Published 12:23 am Wednesday, March 25, 2009

Can one person make a difference? Is it possible for someone who isn’t wealthy or powerful or famous to do something so amazing it touches people?

Those are questions I ask and I’m betting others do too. Maybe it’s because we want to believe we have something to give, some purpose to being here.

Recently two things answered a resounding “yes” to both questions. The first came in the form of a book, which I discovered because of the Montgomery Ballet’s spring performance. My husband, daughter and I went as much to hear Beth Nielsen Chapman sing as we did to see the dancers. Both were amazing.

After the program, we had an opportunity to meet Ms. Chapman. During a question-and-answer session she talked about creativity and recommended, “If You Want to Write,” by Brenda Ueland. She said the book was about finding whatever it is we have a gift for creating, be it a novel, or a song or a loaf of bread.

I bought the book and it inspires readers to find that thing that makes life worth living and then do it with all their hearts. The author said people who do that lift up the world just by being in it. I liked that idea, but reading about finding your gift is one thing; seeing an example of it is another.

That came when I tuned in to “A Man Named Pearl” on HGTV. I’d seen the show advertised and since it was about gardening, which I enjoy, I wanted to watch.

What I didn’t know was that the program was about much more than gardening. It was the story of a man living the answer to those questions about whether or not one person makes life better.

For an hour I sat transfixed as I heard the story of Pearl Fryer, a black man living in a small town in South Carolina. Pearl is not a captain of industry, not an investment banker, a politician, a scientist, a renowned physician, an author, movie star, famous musician — not any of the titles usually listed as important and successful. He never even studied horticulture, something he said worked to his advantage because he does things with plants experts say are impossible.

No, he’s the son of a sharecropper. Until he retired, Pearl worked 12-hour shifts, four days on, four days off, in a factory that makes cans.

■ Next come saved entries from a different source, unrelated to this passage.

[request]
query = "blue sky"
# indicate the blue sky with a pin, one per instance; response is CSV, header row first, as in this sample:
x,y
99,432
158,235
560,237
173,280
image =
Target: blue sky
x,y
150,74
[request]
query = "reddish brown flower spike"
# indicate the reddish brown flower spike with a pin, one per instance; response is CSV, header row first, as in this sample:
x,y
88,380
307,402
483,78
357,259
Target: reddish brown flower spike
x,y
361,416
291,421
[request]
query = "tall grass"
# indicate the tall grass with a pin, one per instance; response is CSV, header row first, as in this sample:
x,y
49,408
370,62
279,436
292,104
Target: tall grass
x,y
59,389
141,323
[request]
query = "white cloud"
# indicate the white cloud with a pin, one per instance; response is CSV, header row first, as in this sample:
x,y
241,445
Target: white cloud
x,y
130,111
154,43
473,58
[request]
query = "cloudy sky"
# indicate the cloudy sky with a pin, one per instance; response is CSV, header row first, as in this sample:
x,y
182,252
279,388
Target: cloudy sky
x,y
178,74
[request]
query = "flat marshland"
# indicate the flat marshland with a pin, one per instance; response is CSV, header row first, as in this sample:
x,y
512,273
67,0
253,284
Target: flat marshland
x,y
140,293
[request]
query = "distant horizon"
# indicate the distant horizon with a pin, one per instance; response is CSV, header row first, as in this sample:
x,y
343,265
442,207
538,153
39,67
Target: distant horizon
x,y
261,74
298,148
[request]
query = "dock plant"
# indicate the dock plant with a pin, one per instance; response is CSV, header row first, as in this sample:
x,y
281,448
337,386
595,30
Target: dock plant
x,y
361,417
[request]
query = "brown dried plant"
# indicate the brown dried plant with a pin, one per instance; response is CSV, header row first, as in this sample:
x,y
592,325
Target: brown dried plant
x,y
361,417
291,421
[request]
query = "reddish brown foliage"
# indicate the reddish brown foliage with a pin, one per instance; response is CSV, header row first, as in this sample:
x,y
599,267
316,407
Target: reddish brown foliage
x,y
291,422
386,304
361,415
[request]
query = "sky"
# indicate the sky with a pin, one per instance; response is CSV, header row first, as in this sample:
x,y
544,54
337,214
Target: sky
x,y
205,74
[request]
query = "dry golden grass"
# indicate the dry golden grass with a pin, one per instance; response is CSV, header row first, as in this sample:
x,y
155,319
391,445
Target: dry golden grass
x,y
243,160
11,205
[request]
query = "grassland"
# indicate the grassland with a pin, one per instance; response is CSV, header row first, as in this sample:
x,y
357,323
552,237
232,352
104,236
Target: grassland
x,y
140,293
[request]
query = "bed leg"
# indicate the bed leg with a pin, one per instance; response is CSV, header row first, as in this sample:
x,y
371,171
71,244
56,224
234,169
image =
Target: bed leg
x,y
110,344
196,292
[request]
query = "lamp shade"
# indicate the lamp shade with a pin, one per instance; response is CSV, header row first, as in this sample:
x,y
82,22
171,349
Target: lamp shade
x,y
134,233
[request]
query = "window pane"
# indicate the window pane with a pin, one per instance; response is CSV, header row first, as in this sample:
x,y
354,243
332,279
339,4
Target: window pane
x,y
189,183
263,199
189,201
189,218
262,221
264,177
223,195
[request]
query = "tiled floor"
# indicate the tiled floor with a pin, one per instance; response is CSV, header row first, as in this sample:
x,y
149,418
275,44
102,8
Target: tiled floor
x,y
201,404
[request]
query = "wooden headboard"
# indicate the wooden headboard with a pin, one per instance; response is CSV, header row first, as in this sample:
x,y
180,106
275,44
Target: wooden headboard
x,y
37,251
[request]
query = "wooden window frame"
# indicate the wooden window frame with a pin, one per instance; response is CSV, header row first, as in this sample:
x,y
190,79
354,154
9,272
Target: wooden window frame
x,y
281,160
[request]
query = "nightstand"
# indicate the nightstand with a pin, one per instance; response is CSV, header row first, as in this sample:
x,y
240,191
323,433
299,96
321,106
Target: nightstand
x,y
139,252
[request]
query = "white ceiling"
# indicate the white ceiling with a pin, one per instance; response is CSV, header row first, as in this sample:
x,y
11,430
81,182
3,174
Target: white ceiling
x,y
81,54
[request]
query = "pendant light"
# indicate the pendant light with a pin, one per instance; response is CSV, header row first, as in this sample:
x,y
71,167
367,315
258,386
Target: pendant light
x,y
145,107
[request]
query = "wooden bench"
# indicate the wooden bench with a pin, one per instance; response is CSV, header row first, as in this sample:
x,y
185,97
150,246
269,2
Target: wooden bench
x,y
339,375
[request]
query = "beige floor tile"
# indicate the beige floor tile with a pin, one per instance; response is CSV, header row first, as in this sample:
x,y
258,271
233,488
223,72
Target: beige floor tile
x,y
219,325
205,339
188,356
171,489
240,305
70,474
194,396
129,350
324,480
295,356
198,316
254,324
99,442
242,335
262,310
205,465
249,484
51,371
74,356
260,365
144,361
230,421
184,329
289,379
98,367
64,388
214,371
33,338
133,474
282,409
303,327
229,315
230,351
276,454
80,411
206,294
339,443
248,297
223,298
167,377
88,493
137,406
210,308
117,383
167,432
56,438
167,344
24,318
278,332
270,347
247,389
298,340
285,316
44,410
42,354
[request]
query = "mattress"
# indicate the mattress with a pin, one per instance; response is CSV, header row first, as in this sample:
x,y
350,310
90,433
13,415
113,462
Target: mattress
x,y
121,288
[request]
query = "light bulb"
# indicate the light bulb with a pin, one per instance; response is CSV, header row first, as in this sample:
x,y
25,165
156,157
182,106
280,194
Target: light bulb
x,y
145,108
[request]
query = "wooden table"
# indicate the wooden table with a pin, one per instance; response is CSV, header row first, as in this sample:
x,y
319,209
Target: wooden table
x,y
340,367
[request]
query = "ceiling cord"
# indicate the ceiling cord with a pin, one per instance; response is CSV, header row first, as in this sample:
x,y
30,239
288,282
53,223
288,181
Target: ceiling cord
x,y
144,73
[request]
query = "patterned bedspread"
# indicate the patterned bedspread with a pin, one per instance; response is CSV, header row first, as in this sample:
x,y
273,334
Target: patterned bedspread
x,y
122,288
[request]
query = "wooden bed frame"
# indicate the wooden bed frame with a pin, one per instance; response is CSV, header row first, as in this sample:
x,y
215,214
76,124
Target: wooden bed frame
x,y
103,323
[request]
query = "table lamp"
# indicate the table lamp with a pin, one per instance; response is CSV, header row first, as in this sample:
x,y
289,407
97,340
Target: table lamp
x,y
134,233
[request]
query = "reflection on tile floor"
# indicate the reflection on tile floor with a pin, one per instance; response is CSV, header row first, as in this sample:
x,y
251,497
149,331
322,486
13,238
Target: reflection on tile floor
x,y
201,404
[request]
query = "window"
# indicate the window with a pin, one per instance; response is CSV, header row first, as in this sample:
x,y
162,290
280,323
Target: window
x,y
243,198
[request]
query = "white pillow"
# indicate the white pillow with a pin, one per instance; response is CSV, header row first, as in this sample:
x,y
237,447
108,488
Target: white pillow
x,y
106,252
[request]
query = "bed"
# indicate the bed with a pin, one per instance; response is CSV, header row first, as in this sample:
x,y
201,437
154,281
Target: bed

That was how he made his living not how he made his life. No, Pearl has a gift for creating art from living things and his three-acre garden not only draws crowds to see it but also touches their souls.

At first, Pearl wanted to win a “Yard of the Month” award from the garden club, something a black person in his rural town had not done. So with plants a nursery discarded and allowed him to rescue, he started his masterpiece, breathing life back into them and then shaping them into living works of art, discovering along the way his gift to the world.

Word about his topiaries spread. People came to see the wonders they heard about. Then the New York Times came and then CBS’s 60 Minutes.

Pearl Fryer put his town on the map, bringing attention it desperately needed. However, neither fame nor wealth was Pearl’s goal. No, he just wanted to create something that made people feel good.

Pearl’s eyes twinkled as he talked about his desire to share love, peace and goodwill. People who visit his garden, which he offers to the public free of charge, talked about that sense of peace among the trees, the presence of something holy.

As the program ended, I thought about those questions I ask about life and its purpose. Perhaps the answer lies in discovering what Pearl knows, that, as Ueland writes in her book, “ … everybody is talented, original and has something important to say.”